Qu’est-ce qu’une émotion ?

Le mot « émotion » vient du latin «emovere, emotum» (enlever, secouer) et de «movere» (se mouvoir), et signifie mouvement vers l’extérieur. D’après l’étymologie, les émotions produisent donc des changements, psychiques ou comportementaux, qui provoquent des états subjectifs internes.
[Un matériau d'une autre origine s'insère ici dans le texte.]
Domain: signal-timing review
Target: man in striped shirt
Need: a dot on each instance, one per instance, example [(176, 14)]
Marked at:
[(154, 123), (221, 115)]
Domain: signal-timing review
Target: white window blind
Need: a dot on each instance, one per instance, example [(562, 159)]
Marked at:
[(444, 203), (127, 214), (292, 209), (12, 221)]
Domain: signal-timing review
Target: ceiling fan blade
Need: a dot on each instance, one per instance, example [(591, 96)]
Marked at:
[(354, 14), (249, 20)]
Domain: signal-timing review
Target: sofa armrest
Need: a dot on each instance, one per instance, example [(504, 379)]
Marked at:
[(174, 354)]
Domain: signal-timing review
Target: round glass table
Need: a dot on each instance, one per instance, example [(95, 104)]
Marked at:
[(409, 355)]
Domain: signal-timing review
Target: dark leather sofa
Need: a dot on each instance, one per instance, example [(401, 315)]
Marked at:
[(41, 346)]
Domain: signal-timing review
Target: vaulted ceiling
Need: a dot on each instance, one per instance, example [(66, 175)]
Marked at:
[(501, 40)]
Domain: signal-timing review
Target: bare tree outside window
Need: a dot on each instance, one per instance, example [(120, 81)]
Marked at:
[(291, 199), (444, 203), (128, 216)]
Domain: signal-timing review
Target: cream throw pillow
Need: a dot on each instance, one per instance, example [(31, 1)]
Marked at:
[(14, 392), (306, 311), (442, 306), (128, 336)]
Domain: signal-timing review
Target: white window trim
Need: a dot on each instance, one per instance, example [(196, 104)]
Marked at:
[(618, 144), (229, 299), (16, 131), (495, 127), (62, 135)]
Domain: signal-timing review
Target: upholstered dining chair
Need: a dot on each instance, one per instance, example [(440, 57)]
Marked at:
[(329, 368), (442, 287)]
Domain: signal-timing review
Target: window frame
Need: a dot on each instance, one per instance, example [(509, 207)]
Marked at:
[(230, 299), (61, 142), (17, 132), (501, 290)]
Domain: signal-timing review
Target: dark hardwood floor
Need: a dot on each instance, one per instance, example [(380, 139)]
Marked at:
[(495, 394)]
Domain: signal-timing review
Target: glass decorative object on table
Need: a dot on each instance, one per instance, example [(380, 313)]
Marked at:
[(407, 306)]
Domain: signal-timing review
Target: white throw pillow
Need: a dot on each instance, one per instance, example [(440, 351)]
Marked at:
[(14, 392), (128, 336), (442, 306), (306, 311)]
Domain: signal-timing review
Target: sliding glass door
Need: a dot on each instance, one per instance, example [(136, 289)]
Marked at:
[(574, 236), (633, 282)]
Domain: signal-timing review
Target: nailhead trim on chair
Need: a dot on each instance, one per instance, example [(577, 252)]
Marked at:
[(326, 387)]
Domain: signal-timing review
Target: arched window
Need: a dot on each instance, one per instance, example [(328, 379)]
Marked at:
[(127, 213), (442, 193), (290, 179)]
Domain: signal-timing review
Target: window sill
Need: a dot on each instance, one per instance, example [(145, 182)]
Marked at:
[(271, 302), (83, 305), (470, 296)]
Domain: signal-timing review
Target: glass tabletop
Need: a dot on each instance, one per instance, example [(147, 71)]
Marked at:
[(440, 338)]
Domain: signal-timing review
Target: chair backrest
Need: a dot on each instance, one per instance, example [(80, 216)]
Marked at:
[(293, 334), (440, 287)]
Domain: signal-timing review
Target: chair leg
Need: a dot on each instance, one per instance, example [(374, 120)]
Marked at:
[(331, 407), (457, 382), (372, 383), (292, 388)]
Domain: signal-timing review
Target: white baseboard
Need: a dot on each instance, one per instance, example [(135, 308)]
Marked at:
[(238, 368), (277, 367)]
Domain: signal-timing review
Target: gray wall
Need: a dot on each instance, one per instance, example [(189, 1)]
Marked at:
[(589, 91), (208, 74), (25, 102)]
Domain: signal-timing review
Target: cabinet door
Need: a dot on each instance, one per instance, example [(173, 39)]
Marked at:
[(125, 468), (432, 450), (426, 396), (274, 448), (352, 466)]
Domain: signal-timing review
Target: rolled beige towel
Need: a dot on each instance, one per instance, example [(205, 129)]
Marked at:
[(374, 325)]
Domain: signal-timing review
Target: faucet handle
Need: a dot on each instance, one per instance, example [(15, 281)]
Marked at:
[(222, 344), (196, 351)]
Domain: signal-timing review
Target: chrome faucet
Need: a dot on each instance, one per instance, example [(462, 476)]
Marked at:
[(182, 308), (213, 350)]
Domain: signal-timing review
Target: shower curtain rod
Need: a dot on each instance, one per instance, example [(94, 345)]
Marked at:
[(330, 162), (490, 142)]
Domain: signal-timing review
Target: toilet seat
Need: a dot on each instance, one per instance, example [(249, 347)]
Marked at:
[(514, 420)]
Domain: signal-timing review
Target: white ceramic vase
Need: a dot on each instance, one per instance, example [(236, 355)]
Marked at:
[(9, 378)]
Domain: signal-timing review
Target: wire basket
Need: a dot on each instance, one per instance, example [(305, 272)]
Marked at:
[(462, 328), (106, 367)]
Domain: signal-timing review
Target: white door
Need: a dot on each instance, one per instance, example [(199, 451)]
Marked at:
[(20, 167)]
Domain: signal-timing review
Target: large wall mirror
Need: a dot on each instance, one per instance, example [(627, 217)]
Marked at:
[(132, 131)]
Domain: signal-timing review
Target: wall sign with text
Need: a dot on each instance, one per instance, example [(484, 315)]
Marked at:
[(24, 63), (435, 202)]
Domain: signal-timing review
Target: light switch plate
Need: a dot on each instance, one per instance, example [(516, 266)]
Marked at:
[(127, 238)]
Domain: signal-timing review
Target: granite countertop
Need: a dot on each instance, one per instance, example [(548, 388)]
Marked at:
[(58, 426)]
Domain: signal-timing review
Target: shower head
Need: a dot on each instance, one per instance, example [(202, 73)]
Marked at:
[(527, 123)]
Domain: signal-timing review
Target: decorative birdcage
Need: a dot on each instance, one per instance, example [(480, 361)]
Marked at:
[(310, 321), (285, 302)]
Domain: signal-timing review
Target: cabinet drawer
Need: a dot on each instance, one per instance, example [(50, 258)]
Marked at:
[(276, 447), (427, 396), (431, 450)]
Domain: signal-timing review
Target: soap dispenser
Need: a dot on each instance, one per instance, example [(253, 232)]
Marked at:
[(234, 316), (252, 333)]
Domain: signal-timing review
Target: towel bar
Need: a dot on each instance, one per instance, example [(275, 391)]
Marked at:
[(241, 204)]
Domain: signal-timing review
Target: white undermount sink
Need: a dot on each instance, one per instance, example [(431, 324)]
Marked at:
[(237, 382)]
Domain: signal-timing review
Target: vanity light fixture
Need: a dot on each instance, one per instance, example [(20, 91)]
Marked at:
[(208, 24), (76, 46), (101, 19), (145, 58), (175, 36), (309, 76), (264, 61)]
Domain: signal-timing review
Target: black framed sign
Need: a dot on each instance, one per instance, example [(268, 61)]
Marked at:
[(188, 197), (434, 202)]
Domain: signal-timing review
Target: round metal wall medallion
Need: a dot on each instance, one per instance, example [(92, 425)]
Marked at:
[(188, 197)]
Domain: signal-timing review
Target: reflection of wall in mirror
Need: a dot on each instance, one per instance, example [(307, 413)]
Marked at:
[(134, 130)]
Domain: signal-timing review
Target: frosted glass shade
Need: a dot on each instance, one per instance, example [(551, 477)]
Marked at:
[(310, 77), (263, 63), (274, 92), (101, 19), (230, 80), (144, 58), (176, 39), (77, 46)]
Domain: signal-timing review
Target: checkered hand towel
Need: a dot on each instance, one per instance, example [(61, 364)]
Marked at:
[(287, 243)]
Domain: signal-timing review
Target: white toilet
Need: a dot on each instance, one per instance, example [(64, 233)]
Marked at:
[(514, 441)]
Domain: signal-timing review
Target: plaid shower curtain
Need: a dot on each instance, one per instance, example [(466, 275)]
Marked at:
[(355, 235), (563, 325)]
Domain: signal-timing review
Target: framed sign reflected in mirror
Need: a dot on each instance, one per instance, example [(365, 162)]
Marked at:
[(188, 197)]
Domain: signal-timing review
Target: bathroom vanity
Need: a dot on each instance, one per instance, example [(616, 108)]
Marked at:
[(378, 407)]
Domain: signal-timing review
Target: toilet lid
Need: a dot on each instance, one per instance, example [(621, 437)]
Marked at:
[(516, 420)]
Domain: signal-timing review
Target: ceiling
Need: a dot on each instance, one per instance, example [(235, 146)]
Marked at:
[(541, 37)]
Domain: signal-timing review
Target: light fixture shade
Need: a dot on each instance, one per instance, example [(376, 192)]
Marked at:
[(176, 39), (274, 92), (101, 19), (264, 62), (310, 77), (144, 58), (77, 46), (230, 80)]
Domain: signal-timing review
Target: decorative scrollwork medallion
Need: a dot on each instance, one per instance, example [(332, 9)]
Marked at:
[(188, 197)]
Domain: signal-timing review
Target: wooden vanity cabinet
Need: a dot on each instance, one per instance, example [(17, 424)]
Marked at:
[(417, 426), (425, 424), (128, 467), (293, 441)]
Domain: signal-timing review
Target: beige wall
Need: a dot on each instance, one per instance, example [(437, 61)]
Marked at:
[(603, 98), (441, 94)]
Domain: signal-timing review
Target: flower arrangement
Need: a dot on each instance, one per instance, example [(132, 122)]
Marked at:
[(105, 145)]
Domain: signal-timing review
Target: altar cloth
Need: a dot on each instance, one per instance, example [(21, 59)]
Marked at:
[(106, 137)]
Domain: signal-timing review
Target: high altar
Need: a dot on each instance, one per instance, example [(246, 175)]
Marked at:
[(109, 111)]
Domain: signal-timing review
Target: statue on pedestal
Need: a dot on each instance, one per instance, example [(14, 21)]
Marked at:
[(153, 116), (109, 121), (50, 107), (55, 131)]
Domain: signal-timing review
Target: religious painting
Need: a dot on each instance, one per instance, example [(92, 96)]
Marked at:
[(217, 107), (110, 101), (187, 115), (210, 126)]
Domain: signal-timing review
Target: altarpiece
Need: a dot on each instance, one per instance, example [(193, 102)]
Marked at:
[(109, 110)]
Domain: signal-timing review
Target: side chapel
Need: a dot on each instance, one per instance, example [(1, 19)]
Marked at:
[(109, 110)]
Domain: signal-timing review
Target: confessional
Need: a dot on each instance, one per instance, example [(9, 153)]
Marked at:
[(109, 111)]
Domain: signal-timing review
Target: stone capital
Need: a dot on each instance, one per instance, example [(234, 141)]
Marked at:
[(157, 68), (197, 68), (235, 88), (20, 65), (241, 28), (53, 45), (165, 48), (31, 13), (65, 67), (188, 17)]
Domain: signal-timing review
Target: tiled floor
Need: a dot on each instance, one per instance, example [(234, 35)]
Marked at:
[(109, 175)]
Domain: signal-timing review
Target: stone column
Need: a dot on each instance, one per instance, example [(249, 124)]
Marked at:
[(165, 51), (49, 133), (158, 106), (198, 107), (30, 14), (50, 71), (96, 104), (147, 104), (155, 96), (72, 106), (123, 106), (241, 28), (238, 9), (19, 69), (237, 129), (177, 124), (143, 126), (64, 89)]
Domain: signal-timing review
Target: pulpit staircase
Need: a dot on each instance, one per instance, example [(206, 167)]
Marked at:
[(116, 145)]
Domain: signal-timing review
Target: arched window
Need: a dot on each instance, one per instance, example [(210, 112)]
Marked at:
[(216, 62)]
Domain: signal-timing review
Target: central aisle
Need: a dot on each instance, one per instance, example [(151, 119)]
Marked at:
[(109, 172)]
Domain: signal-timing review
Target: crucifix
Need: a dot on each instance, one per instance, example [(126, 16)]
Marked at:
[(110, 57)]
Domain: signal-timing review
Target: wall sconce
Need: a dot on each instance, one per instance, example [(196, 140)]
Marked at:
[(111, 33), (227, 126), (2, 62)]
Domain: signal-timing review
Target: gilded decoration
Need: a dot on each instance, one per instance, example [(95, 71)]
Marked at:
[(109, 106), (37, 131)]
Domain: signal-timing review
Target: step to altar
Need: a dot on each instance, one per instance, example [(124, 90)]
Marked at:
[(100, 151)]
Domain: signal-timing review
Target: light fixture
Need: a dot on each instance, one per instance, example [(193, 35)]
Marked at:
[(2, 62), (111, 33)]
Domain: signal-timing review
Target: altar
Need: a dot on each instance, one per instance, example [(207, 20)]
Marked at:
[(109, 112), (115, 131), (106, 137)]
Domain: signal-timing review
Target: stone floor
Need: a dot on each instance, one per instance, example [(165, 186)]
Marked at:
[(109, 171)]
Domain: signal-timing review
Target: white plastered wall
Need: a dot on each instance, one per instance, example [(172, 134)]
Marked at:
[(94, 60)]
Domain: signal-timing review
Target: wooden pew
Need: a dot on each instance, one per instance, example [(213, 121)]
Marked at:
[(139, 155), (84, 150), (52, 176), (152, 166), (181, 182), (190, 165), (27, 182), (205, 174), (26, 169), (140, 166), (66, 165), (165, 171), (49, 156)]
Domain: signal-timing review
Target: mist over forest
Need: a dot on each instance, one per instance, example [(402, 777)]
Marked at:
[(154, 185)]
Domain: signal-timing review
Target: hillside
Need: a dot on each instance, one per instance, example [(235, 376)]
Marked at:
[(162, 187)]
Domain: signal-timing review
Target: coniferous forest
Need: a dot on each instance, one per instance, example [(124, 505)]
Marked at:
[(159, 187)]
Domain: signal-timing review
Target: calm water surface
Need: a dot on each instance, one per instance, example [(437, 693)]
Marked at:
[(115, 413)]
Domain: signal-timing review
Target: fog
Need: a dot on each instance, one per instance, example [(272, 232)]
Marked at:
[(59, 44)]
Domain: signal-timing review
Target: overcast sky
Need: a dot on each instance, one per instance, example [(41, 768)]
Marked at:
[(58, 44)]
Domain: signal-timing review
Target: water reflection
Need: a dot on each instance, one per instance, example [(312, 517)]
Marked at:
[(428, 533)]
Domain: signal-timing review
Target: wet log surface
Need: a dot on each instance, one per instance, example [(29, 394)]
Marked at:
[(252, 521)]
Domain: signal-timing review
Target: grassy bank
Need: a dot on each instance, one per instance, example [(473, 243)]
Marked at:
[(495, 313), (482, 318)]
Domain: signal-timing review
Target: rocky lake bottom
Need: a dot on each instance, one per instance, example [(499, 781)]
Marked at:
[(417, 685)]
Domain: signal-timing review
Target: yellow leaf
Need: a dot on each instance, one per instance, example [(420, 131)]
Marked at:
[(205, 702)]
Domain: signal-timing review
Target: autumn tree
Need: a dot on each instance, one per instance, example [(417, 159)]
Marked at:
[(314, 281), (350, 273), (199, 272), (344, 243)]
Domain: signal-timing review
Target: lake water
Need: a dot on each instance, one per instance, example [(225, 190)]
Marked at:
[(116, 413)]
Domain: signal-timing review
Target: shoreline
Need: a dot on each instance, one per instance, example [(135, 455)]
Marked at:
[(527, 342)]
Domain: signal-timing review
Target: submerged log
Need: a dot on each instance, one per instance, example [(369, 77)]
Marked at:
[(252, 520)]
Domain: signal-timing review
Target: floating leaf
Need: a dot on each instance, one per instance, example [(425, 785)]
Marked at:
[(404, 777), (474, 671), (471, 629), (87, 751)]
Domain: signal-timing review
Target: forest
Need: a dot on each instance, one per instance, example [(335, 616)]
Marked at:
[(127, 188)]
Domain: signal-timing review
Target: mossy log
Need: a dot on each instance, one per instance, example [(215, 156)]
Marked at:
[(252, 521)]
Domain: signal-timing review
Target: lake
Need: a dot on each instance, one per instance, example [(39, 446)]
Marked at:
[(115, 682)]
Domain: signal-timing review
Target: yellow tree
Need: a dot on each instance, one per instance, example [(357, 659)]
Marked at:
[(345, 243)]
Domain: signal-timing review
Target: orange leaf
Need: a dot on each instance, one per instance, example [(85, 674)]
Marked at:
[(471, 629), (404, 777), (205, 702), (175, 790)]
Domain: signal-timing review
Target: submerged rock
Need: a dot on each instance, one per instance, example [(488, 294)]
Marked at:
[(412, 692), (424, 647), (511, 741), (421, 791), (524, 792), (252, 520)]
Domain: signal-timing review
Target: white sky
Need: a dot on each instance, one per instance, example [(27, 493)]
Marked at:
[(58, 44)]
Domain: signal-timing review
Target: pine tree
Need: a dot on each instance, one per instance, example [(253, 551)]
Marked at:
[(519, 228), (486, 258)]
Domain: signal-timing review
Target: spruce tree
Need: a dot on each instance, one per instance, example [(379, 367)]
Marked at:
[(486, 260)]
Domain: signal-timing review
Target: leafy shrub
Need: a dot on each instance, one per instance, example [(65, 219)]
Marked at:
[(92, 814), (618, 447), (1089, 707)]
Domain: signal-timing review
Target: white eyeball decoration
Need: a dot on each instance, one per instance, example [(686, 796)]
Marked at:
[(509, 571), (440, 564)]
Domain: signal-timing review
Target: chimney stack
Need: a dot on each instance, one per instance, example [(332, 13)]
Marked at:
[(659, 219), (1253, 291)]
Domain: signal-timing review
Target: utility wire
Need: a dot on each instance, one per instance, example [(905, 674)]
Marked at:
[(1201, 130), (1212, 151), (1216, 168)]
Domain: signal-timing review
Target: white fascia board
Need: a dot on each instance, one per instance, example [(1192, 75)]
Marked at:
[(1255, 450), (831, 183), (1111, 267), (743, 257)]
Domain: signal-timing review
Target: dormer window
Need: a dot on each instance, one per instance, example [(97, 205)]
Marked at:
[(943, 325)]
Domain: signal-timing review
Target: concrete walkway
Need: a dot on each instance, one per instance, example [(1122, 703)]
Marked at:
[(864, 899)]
Ces états internes peuvent être positifs, agréables, comme la joie ou négatives, désagréables, jusqu’à être source de souffrance, comme la colère.

Une émotion est donc une manifestation passagère (quelques secondes à 2 minutes), à la différence d’un sentiment qui perdure dans le temps. Les émotions sont au cœur d’un système qui permet de détecter une situation nécessitant une action.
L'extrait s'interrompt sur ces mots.